Perché quindi non andare in trasferta ad Arenzano con un paio di amici e partecipare alla Three For Team?

L’idea è partita da Luca, esperto trail runner e proprietario insieme a Carlo e Filippo di Runaway, nuovo concept store che ha aperto le sue porte lo scorso 29 novembre in via Ugo Bassi 22 a Milano, quartiere Isola, che offre oltre all’esperienza di shopping per prodotti running e trail anche la possibilità di partecipare ad allenamenti ed eventi, running e non solo, e poter inoltre gustare un’ottima colazione (io vado pazza per la loro crostata!), merenda o aperitivo.

La Three For Team è una gara di trail running di 21km con 1100m di dislivello positivo da correre in terne di soli uomini, sole donne o miste. Si parte e si arriva insieme.

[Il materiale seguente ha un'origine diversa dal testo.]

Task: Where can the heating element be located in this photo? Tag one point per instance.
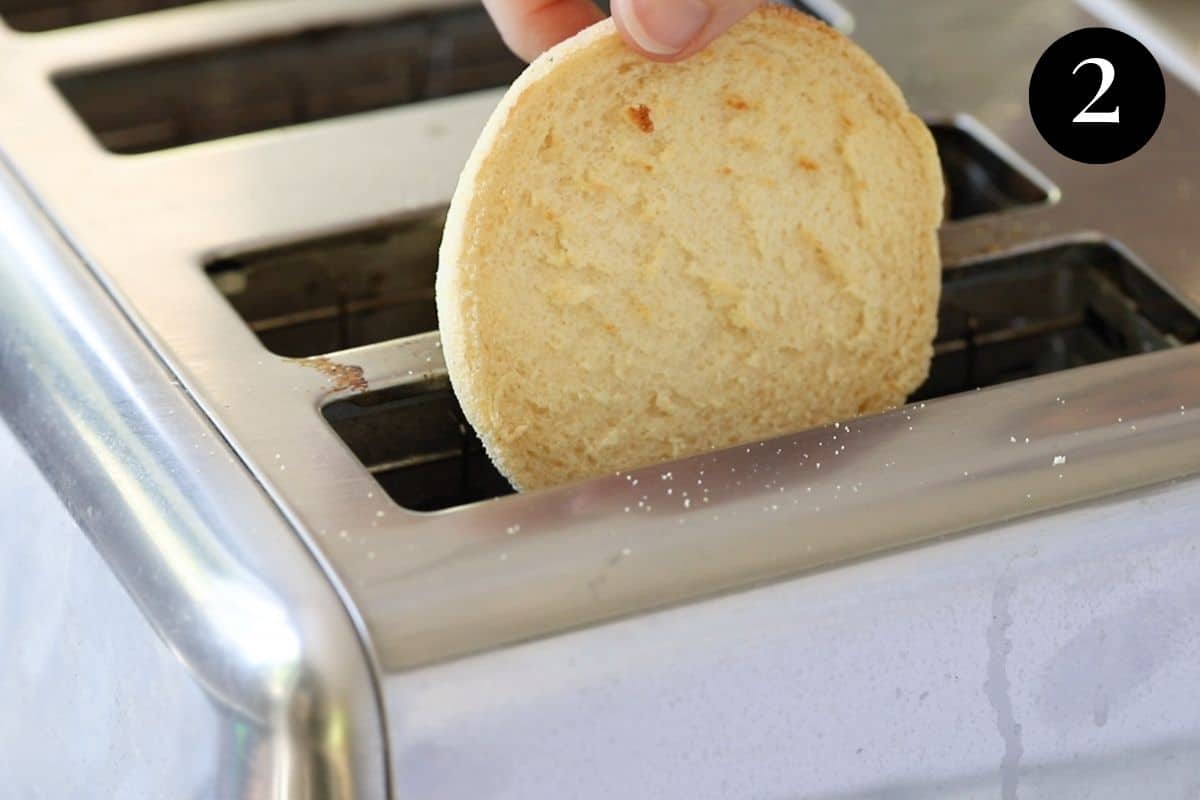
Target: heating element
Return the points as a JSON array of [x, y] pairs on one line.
[[259, 187]]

Nel mio piccolo avevo già partecipato a qualche gara di trail running e mi sono sempre divertita, perciò mi è sembrata una buona idea partecipare alla Three For Team, anche in vista della preparazione al Passatore che prevede un dislivello complessivo di circa 900m. Un po’ di corsa in salita non mi avrebbe fatto male e poi sarebbe stata una buona occasione per rivedere il mare dopo i lunghi mesi invernali.

A me e Luca si è aggiunto Carmelo, per gli amici Melo, e alle 6:30 di domenica mattina ci siamo messi in macchina alla volta di Arenzano.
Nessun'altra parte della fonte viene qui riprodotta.